El acuerdo suscrito por PSOE y PP se mantiene en la lógica perversa del reparto, aunque la mitiga con más equilibrio y con el requisito de mayorías reforzadas. Al mismo tiempo, abre la puerta a un cambio de modelo que deberá contar con la participación directa de los jueces, pero que tendrá que aprobar un Congreso donde son mayoría los que no creen o no quieren la independencia del poder judicial. Hablamos, entre otros, de los que combinan la voluntad de desjudicializar la política con la querencia por politizar la Justicia. Por esa incertidumbre, este acuerdo bueno dentro de lo malo es, en lo esencial, un acuerdo de pronóstico reservado.
La mediación de la Comisión Europea, que pudo parecer algo estrambótico y hasta humillante, en lo que tenía de signo de incapacidad e inmadurez, al final ha resultado positiva. Dar cuenta de lo que se pretendía hacer ante quienes ya veían con poca benevolencia el estado de cosas aquí, ha sido determinante para que la pulsión del Gobierno por controlar el poder judicial haya tenido que moderarse. Una cosa es trampear de puertas adentro y otra distinta, que te señalen falta desde Bruselas.
El acuerdo tiene costes políticos, como cualquier acuerdo con cesiones de ambas partes, pero por aquello de que al Gobierno se le concede de forma automática la posición de predominio, todos los ojos estaban puestos en el coste para el PP y para Feijóo, personalmente. Se obviaba así que el PSOE también tiene costes, entre los que no es el menor la renuncia al control total por el que llevaba años pugnando. De ahí los reproches de sus socios y aliados. El ultimátum que dio Sánchez, en cuanto pasaron las europeas, fue una maniobra para tratar de reducir el coste en cuestión. Dio un ultimátum cuando no hacía falta para ganar esa batalla del relato que tanto le importa.

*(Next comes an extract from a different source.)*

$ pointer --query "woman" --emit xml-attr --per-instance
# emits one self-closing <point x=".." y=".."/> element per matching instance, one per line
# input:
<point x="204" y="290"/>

La polarización política, instigada de primera mano por el Gobierno, se ha demostrado un instrumento relativamente eficaz para mantenerse en el poder, pero también se ha ido demostrando que no es un instrumento eficaz para gobernar. Para más, cuando hace falta pactar algo importante con el archienemigo, la polarización siempre pasa su factura indignada. Ahí sólo se admiten victorias y derrotas totales. Claro que ahora todo el mundo tiene sus cursos y masters de cabalgar contradicciones. Por eso puede simultanearse el rechazo más rotundo a los partidos que firman el acuerdo con seguir gobernando con ellos o apoyando su Gobierno. Cuando, en la coherencia del todo o nada, lo suyo es romper la baraja.